I found a used Summa D750 Pro for sale in my area for $500. I haven't seen it yet so I don't know what kind of condition it is in. I believe this is an older model that has been replaced with a newer model.

Does anyone have any experience with this plotter/cutter? What would a new one cost? Are there any software compatibility issues to be concerned with?


----------



## ledpenny (Jul 18, 2007)

I bought a Summa D750 last month, and it does fairly good cutting... often skips first cuts, a nuisance. Communication through the serial port is lacking, which gives, with Summa software, the ability to cut 'in register'. I'm hoping to find a computer guru to activate the 2-way communication capabilities. Summa tech Jason is mainly interested in selling their OverprICed parts(blade cushion, foam, 1/4 inch diameter, $7, serial CABLE, $75). Dale(?) is the one to get advice from.


----------



## mbarton557 (Nov 12, 2009)

I have had 2 of these plotters. The first I bought from Summa and used 8 years. I sold it with my business in 2007 and it was working great. I reopened my business in 2010 and bought a used one from Florida. the people had bought from a going out of business sale. It had problems with skipping. Thay had the wrong blade and bladeholder in it. They had the one for the reflective or thick materials. I purchased a new regular blade holder from Summa, made some minor adjustments with Jason's help at summa and perfect. Then I knocked it off the table and broke the plastic cover. No problem- packing tape and worked great. Then I moved it and shorted it out on the back. The piece to replace it is 125.00. I feel that is all that is wrong with it.

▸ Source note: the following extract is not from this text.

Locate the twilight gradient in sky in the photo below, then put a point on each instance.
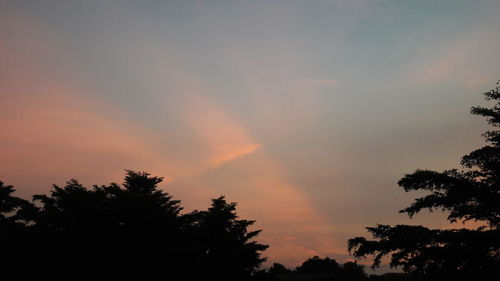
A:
(304, 112)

I have the stand, media basket and the plotter for sale now and just bought the S75 new from Summa. I love the Summa product and the tech support is great. I have delt with them for 12 years. I also have a Roland PC600. THe thing I do not like about the Roland is that it doesn't track straight. The Summa when connected via the serial port reads the vinyl width and if it is a short piece it measures the length. I do not have to guess. The Summa also has media wheels that run in a track. It cuts STRAIGHT! I would only own a Summa. It is easy to use and precise. I have my Summa for sale for 700.00 including all . It will need repair but for the price much better than the 4500.00 new price. Mine is the 30" model





roadhooter said:


> I found a used Summa D750 Pro for sale in my area for $500. I haven't seen it yet so I don't know what kind of condition it is in. I believe this is an older model that has been replaced with a newer model.
> 
> Does anyone have any experience with this plotter/cutter? What would a new one cost? Are there any software compatibility issues to be concerned with?


----------